More importantly, both our findings shed light on the critical need for careful contextualisation of our conclusions to prevent potential misinterpretation by the public. Conversely, from the opposing findings of Pitogo and colleagues, the following question arises: Why does species richness drop as you move farther from conflict zones? To make their case more compelling, Pitogo and colleagues could strengthen their argument and raise informed dialogue by offering alternative explanations to reconcile opposing findings and include alternative conflict datasets for deeper analysis. This would provide a balanced perspective and allow conservation biologists and policymakers to develop practical solutions grounded in a thorough understanding of sociopolitical conflict and biodiversity.

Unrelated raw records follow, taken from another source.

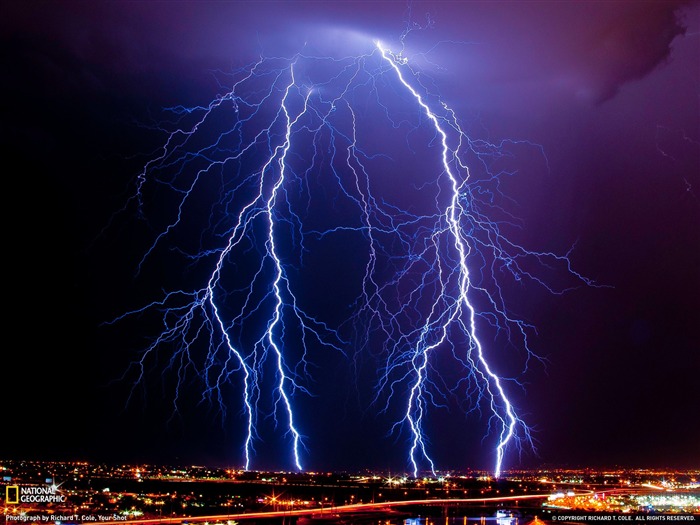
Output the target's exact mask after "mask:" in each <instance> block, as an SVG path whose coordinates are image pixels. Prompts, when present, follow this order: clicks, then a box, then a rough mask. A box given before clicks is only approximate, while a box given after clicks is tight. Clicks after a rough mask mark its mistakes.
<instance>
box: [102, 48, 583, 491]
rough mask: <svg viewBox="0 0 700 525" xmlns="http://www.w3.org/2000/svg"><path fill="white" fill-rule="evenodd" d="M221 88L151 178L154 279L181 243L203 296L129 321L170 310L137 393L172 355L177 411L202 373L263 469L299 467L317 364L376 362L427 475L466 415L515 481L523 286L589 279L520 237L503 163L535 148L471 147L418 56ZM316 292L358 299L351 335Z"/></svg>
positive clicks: (457, 123) (184, 121) (401, 435)
mask: <svg viewBox="0 0 700 525" xmlns="http://www.w3.org/2000/svg"><path fill="white" fill-rule="evenodd" d="M219 78H220V83H221V86H222V89H224V90H223V91H222V93H221V94H219V95H218V96H217V97H216V98H215V99H213V100H212V101H211V102H210V103H209V104H208V105H205V106H197V107H182V106H178V107H173V108H170V109H169V112H170V113H171V114H172V117H171V120H170V121H169V122H168V123H167V124H166V125H164V127H163V131H164V133H165V134H166V137H167V140H166V142H165V143H164V145H163V147H162V148H161V149H160V150H159V151H158V152H157V154H156V156H155V157H154V158H153V159H152V160H150V161H148V163H146V165H145V166H144V169H143V172H142V173H141V174H140V175H139V177H138V181H137V193H136V195H135V200H136V201H137V209H138V212H139V213H140V214H141V215H142V216H143V217H144V218H146V220H149V217H150V216H151V215H152V213H153V208H152V206H153V205H152V204H151V202H156V203H157V204H156V205H157V206H158V210H156V211H157V214H158V217H159V220H160V221H161V224H160V226H157V227H156V228H155V232H156V235H155V238H154V240H153V243H152V245H151V247H150V249H148V250H147V252H146V253H145V254H144V257H143V259H142V260H141V262H140V264H139V272H140V271H141V270H142V269H143V268H145V267H147V266H148V264H149V260H150V259H151V258H154V257H156V254H158V252H162V251H163V250H169V251H170V252H171V256H172V258H173V261H176V260H177V262H175V264H176V265H178V267H180V265H184V266H183V268H184V274H185V279H186V281H187V282H188V284H187V286H185V287H179V288H172V289H166V290H165V291H164V292H163V295H162V296H161V297H159V298H157V299H155V300H154V301H153V302H152V303H150V304H146V305H143V306H142V307H140V308H138V309H136V310H134V311H132V312H130V313H128V314H125V315H124V316H122V317H120V318H119V319H117V320H115V321H118V322H122V321H124V320H125V318H127V317H134V316H136V314H138V315H139V316H140V315H142V314H144V313H146V312H148V313H150V314H153V313H154V312H155V315H156V316H160V317H161V322H162V328H161V331H160V332H159V334H158V335H157V336H156V337H154V338H153V340H152V342H151V343H150V345H149V346H148V347H147V348H146V349H145V350H144V352H143V354H142V356H141V358H140V359H139V360H138V361H137V362H135V363H133V366H132V372H133V375H134V377H135V379H134V381H135V385H138V384H140V383H141V382H143V381H146V380H147V376H148V369H149V368H150V367H151V366H152V364H151V363H152V362H153V361H154V360H156V361H157V359H158V351H160V350H165V351H166V352H169V355H170V357H169V358H168V359H167V365H166V370H165V372H164V373H171V374H174V375H175V376H176V377H177V380H176V382H175V384H174V387H173V391H172V392H171V395H172V397H173V407H172V408H173V411H174V412H177V410H178V401H179V395H180V388H181V384H183V383H185V382H187V381H189V379H190V376H194V377H196V378H197V380H198V381H199V382H200V384H201V389H202V399H203V400H205V401H207V402H211V403H214V404H216V406H218V407H219V410H220V412H221V414H222V415H224V416H225V415H226V414H227V413H229V407H231V406H232V405H233V406H236V410H235V414H234V417H237V418H238V419H239V420H240V424H241V425H242V427H243V428H244V431H243V432H242V433H241V434H242V435H241V442H242V445H241V449H242V457H243V463H244V466H245V468H246V469H250V468H253V467H254V466H255V464H256V463H255V460H256V443H257V442H259V441H261V440H266V439H268V436H267V435H265V433H264V432H270V431H271V432H272V433H273V434H275V435H276V437H275V439H277V440H278V442H279V443H281V444H283V446H284V447H285V449H286V450H287V451H288V452H287V459H286V462H287V464H288V463H291V464H292V465H293V466H294V468H296V469H298V470H302V469H303V468H304V459H305V457H307V456H311V455H313V449H312V447H310V446H308V445H307V444H306V436H305V430H304V427H303V424H302V423H299V418H298V416H297V413H298V411H299V410H300V408H299V406H300V405H301V404H303V398H304V397H305V396H314V385H313V383H314V377H315V376H316V375H318V374H323V373H324V370H323V369H319V368H318V367H317V365H316V364H315V363H316V362H317V357H316V354H319V353H321V354H327V353H331V354H333V355H334V356H335V358H336V359H342V360H345V362H346V365H347V366H348V367H353V366H355V367H361V366H362V365H361V364H360V363H362V362H366V361H367V360H369V361H371V362H372V363H374V366H375V369H376V377H375V378H374V385H373V387H372V388H373V393H372V395H371V407H372V409H373V410H376V411H378V412H379V413H383V414H386V415H387V416H389V417H390V418H392V419H393V423H392V424H391V425H390V427H389V428H388V433H389V434H390V435H392V436H394V439H396V440H397V441H398V442H402V443H405V449H406V453H407V457H408V466H409V469H410V471H412V472H413V474H414V476H417V475H419V472H423V471H426V470H428V471H430V472H432V474H433V475H434V474H435V473H436V469H438V468H439V467H438V466H437V465H436V464H435V462H434V461H433V459H432V457H431V455H432V452H431V447H434V445H432V443H431V441H430V434H431V432H430V426H429V424H428V423H427V421H428V420H429V417H430V414H431V412H433V411H436V410H444V409H449V408H450V407H451V406H452V405H453V406H452V408H453V409H454V408H455V407H456V408H457V413H455V414H453V415H452V417H464V414H469V413H472V412H473V413H475V414H478V417H482V418H486V419H487V420H488V421H489V424H488V435H487V436H485V437H484V439H485V440H487V441H488V442H489V443H491V444H492V447H493V465H494V466H493V472H494V475H495V476H497V477H498V476H500V473H501V470H502V468H503V465H504V460H505V458H506V453H507V452H508V451H509V450H510V449H512V448H517V447H520V446H522V444H523V442H526V443H528V446H530V445H531V444H532V443H531V438H530V431H529V429H528V427H527V425H526V423H525V422H524V421H523V420H522V419H521V418H520V417H519V416H518V415H517V411H516V407H515V406H514V405H513V403H512V402H511V400H510V398H509V391H510V390H512V389H513V388H517V387H520V383H519V378H518V377H517V376H505V375H503V374H502V373H500V372H499V369H500V368H504V367H500V366H499V362H502V361H504V360H509V359H513V357H512V355H511V354H512V353H513V352H512V349H513V348H514V347H516V348H520V349H521V350H523V351H524V355H525V357H524V359H523V358H522V355H521V356H520V357H518V359H520V364H519V365H518V366H521V367H522V371H523V372H524V371H525V370H526V367H527V364H528V362H529V361H530V360H531V359H537V358H536V356H535V354H534V353H533V352H532V351H531V350H530V347H529V342H528V338H529V336H530V335H531V333H532V332H533V327H531V326H529V325H528V323H527V322H526V321H524V320H521V319H519V318H518V317H517V316H515V315H513V314H512V313H510V307H509V304H508V297H509V294H510V291H509V289H510V288H511V287H513V286H516V285H520V284H527V285H538V286H543V287H545V288H546V289H547V290H548V291H550V292H552V293H555V294H559V293H562V292H563V291H565V289H564V288H555V287H553V286H554V285H551V284H548V277H547V275H548V274H551V273H552V271H554V272H555V273H556V272H564V273H565V274H568V276H569V278H570V279H569V283H568V284H567V287H570V286H575V285H581V284H591V283H590V282H589V281H588V280H587V279H586V278H584V277H583V276H582V275H580V274H578V273H576V271H574V270H573V269H572V268H571V265H570V263H569V260H568V259H567V257H566V256H565V255H558V254H554V253H542V252H535V251H529V250H527V249H526V248H525V247H523V246H520V245H518V244H517V243H514V242H512V241H509V240H508V238H507V236H506V235H505V234H504V233H503V230H504V228H507V227H509V225H510V226H512V225H514V224H515V223H516V218H515V217H513V216H511V214H510V212H509V211H508V209H507V207H506V206H505V205H504V203H506V201H507V196H505V195H503V194H502V193H501V190H500V184H501V179H503V178H505V177H508V176H511V175H512V174H511V173H508V172H505V171H499V170H500V169H501V168H500V167H499V161H500V160H501V158H503V157H507V156H508V155H509V151H508V147H509V146H511V145H513V144H523V143H522V142H520V143H519V142H518V141H514V140H509V141H504V142H501V143H500V144H491V143H489V142H486V141H483V140H479V139H472V138H471V137H469V136H468V135H467V134H466V133H465V132H464V131H463V124H462V123H461V122H460V120H459V118H458V116H457V115H456V114H455V112H454V111H452V110H451V109H450V107H449V105H448V104H447V103H446V102H444V101H443V100H441V98H440V96H439V94H437V93H435V92H434V90H433V89H432V87H431V86H430V84H428V83H426V81H428V82H429V79H426V78H424V77H423V76H422V74H421V71H420V70H418V69H415V68H414V67H413V66H412V62H411V60H410V58H409V57H406V56H404V55H403V54H402V52H401V51H398V52H394V51H392V50H391V49H389V48H388V47H386V46H385V45H384V44H382V43H381V42H379V41H377V40H375V41H373V42H372V41H368V42H367V50H366V51H365V52H364V53H360V54H357V55H352V56H340V57H331V56H319V55H315V54H312V53H311V52H307V50H306V49H302V50H301V51H299V52H298V53H295V54H292V55H289V56H273V57H268V56H261V57H260V59H259V60H258V61H257V62H255V63H251V64H249V65H247V66H245V67H243V68H241V69H239V70H237V71H234V72H231V73H225V74H224V73H222V74H220V75H219ZM524 144H526V145H528V146H529V147H531V148H533V149H536V150H539V148H538V147H537V146H536V145H534V144H529V143H526V142H525V143H524ZM543 160H544V163H545V164H546V158H543ZM161 194H164V195H165V198H163V197H161ZM154 199H155V201H154ZM164 203H166V204H167V205H164ZM195 232H196V233H195ZM336 245H340V247H341V249H342V247H343V246H348V245H349V246H352V248H353V254H352V255H351V257H352V261H345V262H344V263H343V262H342V261H340V262H339V261H338V258H339V257H342V256H343V255H342V252H340V251H335V250H334V246H336ZM319 252H320V253H321V254H322V256H320V257H319V255H318V254H319ZM157 257H158V258H160V257H162V254H159V255H158V256H157ZM309 260H313V261H314V262H312V263H311V264H309V263H308V261H309ZM350 262H351V264H352V269H347V268H346V269H345V271H342V272H338V273H337V274H336V276H335V279H337V280H338V281H341V282H342V283H338V282H336V283H331V288H330V289H327V288H325V287H324V288H321V289H320V290H317V291H316V292H313V291H311V290H313V289H314V287H315V286H318V283H316V282H315V279H314V271H313V266H314V265H315V264H320V265H323V266H333V265H339V264H340V265H342V264H348V263H350ZM559 280H561V278H559ZM572 283H573V284H572ZM339 284H340V286H339ZM334 287H335V288H336V289H333V288H334ZM310 293H316V294H318V295H317V297H318V296H322V295H326V294H328V297H327V298H326V299H324V302H327V304H328V305H329V306H330V308H337V304H336V303H338V302H340V303H341V305H342V304H343V302H344V303H346V304H348V303H349V305H350V307H349V308H348V311H349V316H348V317H347V318H345V319H342V320H341V322H337V319H332V318H331V316H329V315H328V313H327V311H325V312H324V311H323V310H324V309H318V308H315V305H314V301H311V300H309V299H308V296H309V294H310ZM350 294H352V295H350ZM342 295H345V297H342ZM326 359H327V358H326ZM231 385H233V386H234V388H235V389H237V390H238V400H234V401H232V400H231V399H230V393H227V392H228V391H229V386H231ZM459 412H461V413H459ZM268 421H273V424H272V425H271V427H270V425H269V424H266V422H268ZM266 426H267V427H268V428H267V430H266V431H263V430H262V429H263V428H265V427H266ZM465 453H466V451H465Z"/></svg>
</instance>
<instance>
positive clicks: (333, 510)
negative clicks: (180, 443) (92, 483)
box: [99, 494, 550, 525]
mask: <svg viewBox="0 0 700 525" xmlns="http://www.w3.org/2000/svg"><path fill="white" fill-rule="evenodd" d="M549 496H550V495H549V494H522V495H520V496H500V497H495V498H445V499H414V500H406V501H383V502H381V503H353V504H350V505H339V506H334V507H332V508H325V509H323V508H318V507H314V508H310V509H298V510H279V511H277V510H275V511H265V512H246V513H241V514H215V515H210V516H194V517H193V516H187V517H175V518H153V519H139V520H125V521H100V522H99V525H127V524H128V525H155V524H175V525H177V524H181V523H185V522H186V523H201V522H220V523H226V522H227V521H241V520H250V519H269V518H288V517H301V516H329V517H330V516H336V515H337V516H341V515H343V514H355V513H359V512H381V511H391V509H394V508H396V507H407V506H411V505H430V506H440V505H460V504H473V503H497V502H504V501H522V500H532V499H546V498H548V497H549Z"/></svg>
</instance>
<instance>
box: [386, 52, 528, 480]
mask: <svg viewBox="0 0 700 525" xmlns="http://www.w3.org/2000/svg"><path fill="white" fill-rule="evenodd" d="M377 48H378V49H379V51H380V52H381V54H382V57H383V58H384V60H386V61H387V63H388V64H390V65H391V67H392V68H393V69H394V71H396V75H397V76H398V78H399V81H400V82H401V83H402V84H403V85H404V86H405V87H406V89H407V90H408V91H410V92H411V95H413V96H414V97H415V99H416V102H417V104H418V105H419V106H420V107H421V108H422V109H423V111H425V114H426V115H427V116H428V118H429V119H430V120H431V122H432V123H433V125H434V126H435V130H436V131H437V133H438V134H439V135H440V141H441V144H442V166H443V168H444V170H445V173H446V174H447V176H448V177H449V179H450V182H451V183H452V198H451V201H450V205H449V206H448V209H447V211H446V215H447V222H448V224H449V229H450V232H451V234H452V237H453V242H454V246H455V248H456V249H457V252H458V254H459V261H458V263H459V293H458V296H457V300H456V301H454V303H453V304H452V305H450V306H449V308H448V311H449V312H450V313H449V314H448V315H447V316H445V317H444V320H443V321H439V322H438V325H439V327H440V332H441V336H440V338H439V339H438V341H437V342H436V343H434V344H431V345H426V346H423V345H424V343H425V340H424V337H423V335H425V334H427V333H428V332H429V331H430V330H431V329H432V328H433V325H434V324H435V323H436V321H435V320H434V319H433V318H432V315H430V316H428V318H427V319H426V322H425V325H424V328H423V332H422V334H421V338H420V340H419V346H418V347H417V349H416V355H415V359H414V360H413V361H412V362H413V366H414V368H415V371H416V379H415V382H414V384H413V387H412V388H411V394H410V396H409V400H408V408H407V411H406V419H407V420H408V421H409V424H410V426H411V431H412V433H413V443H412V445H411V449H410V458H411V464H412V466H413V472H414V475H417V474H418V465H417V463H416V460H415V454H416V452H417V450H418V449H420V452H421V453H422V454H423V455H424V456H425V457H426V459H427V460H428V461H429V463H430V467H431V470H432V472H433V474H435V466H434V463H433V461H432V459H430V457H429V456H428V454H427V452H426V449H425V442H424V439H423V435H422V429H421V425H420V421H421V420H422V418H423V404H424V403H423V399H422V384H423V381H424V376H425V371H426V367H427V363H428V355H429V353H430V352H432V351H433V350H434V349H435V348H437V347H438V346H440V345H441V344H442V343H443V342H444V340H445V338H446V337H447V331H448V328H449V326H450V325H451V324H452V323H454V321H455V320H456V319H457V318H459V317H460V316H461V315H462V309H463V308H466V310H467V312H468V334H469V338H470V341H471V344H472V345H473V347H475V348H476V350H477V354H478V359H479V362H480V363H481V365H482V367H483V370H484V371H485V373H486V377H487V379H488V384H487V390H488V392H489V394H490V395H491V408H492V410H493V412H494V414H495V416H496V417H497V418H498V420H499V421H500V422H501V424H502V428H501V432H500V436H499V441H498V445H497V447H496V450H497V453H496V466H495V469H494V475H495V476H496V477H499V476H500V475H501V469H502V466H503V455H504V453H505V449H506V446H507V444H508V442H509V441H510V440H511V439H512V438H513V436H514V434H515V426H516V424H518V423H520V424H522V425H524V423H523V422H522V421H521V420H520V419H518V418H517V417H516V415H515V412H514V411H513V406H512V405H511V403H510V401H509V400H508V397H507V396H506V393H505V391H504V389H503V386H502V385H501V381H500V378H499V377H498V376H497V375H496V374H495V373H493V372H492V370H491V368H490V367H489V365H488V362H487V361H486V358H485V357H484V352H483V349H482V346H481V342H480V341H479V338H478V337H477V329H476V321H475V315H476V312H475V309H474V306H473V305H472V304H471V301H470V299H469V290H470V288H471V282H470V278H469V268H468V266H467V254H468V252H469V247H468V245H467V243H466V240H465V239H464V238H463V236H464V234H463V232H462V226H461V223H460V220H459V218H460V216H461V215H463V214H464V213H465V209H464V207H463V206H462V204H460V193H461V190H460V187H461V186H462V183H460V182H459V181H458V180H457V178H456V176H455V174H454V173H453V172H452V168H451V163H452V161H453V160H454V159H455V158H456V157H457V154H456V152H455V151H454V150H451V149H450V147H449V146H448V144H447V140H448V139H447V133H446V132H445V131H444V130H443V128H442V127H441V125H440V121H439V120H438V118H437V117H436V116H435V114H434V113H433V112H432V111H431V110H430V108H429V107H428V105H427V104H426V103H425V102H423V98H422V97H421V95H420V94H419V93H418V92H416V90H415V89H413V88H412V87H411V85H410V84H408V83H407V82H406V80H405V79H404V76H403V74H402V73H401V70H400V69H399V67H398V65H397V59H396V57H394V56H390V54H389V52H387V51H386V50H385V49H384V48H383V47H382V45H381V43H380V42H377ZM457 130H458V131H459V133H460V135H463V132H462V130H461V129H460V128H459V127H457ZM431 314H432V312H431ZM491 385H493V386H494V387H495V389H496V390H497V392H498V395H499V397H500V400H501V401H502V404H503V406H504V408H505V414H501V413H499V411H498V410H497V407H496V402H495V399H494V397H493V394H492V391H491ZM525 428H527V427H525Z"/></svg>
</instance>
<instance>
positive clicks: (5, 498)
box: [5, 485, 19, 505]
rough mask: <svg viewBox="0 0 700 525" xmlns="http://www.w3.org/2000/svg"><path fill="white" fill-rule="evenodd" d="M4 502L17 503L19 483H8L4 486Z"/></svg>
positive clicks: (8, 503) (10, 503) (17, 500)
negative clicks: (14, 483)
mask: <svg viewBox="0 0 700 525" xmlns="http://www.w3.org/2000/svg"><path fill="white" fill-rule="evenodd" d="M5 503H6V504H10V505H17V504H18V503H19V485H8V486H6V487H5Z"/></svg>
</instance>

Sociopolitical conflicts disrupt biodiversity surveys, data collection, and conservation efforts, creating gaps in our understanding of biodiversity dynamics in the affected areas17,18. When linked to habitat loss or subsistence hunting, such conflicts can lead to biodiversity loss, which is often unmeasured because of limited data generation. Conversely, they may create areas where humans cannot access and allow wildlife populations to grow19. As awareness grows, conflicts emerge as an underestimated yet critical indirect driver of global biodiversity loss18,20. In the Philippines, the impact of warfare on biodiversity remains underexplored, and our research pioneers this field while acknowledging the need for further scientific and political priority settings to fully understand this relationship.

Finally, we reassure Pitogo and colleagues that our study is not a panacea, but only serves as an initial step to stimulate dialogue on this important yet often overlooked environmental issue. Acknowledging that our analysis does not offer a single silver bullet solution to the ongoing socioecological challenge, we welcome and anticipate further studies that will deepen our understanding and address the complex issues between the impact of sociopolitical conflict on biodiversity in the Philippines. We urge readers to consider the broader context of our study to understand the importance of our findings in addressing key ecological concerns and enhancing awareness of the negative impact of sociopolitical conflict on biodiversity. As mentioned earlier, we appreciate the criticisms from Pitogo and colleagues, as they highlight the need for further efforts in this area of environmental research. There is still much to discuss about the best way to do it. We hope that this response not only clarifies the procedures they questioned but also contributes to advancing the field and highlights the significance of our work in driving meaningful progress in biodiversity conservation efforts in Mindanao and other regions facing similar challenges due to war and conflict.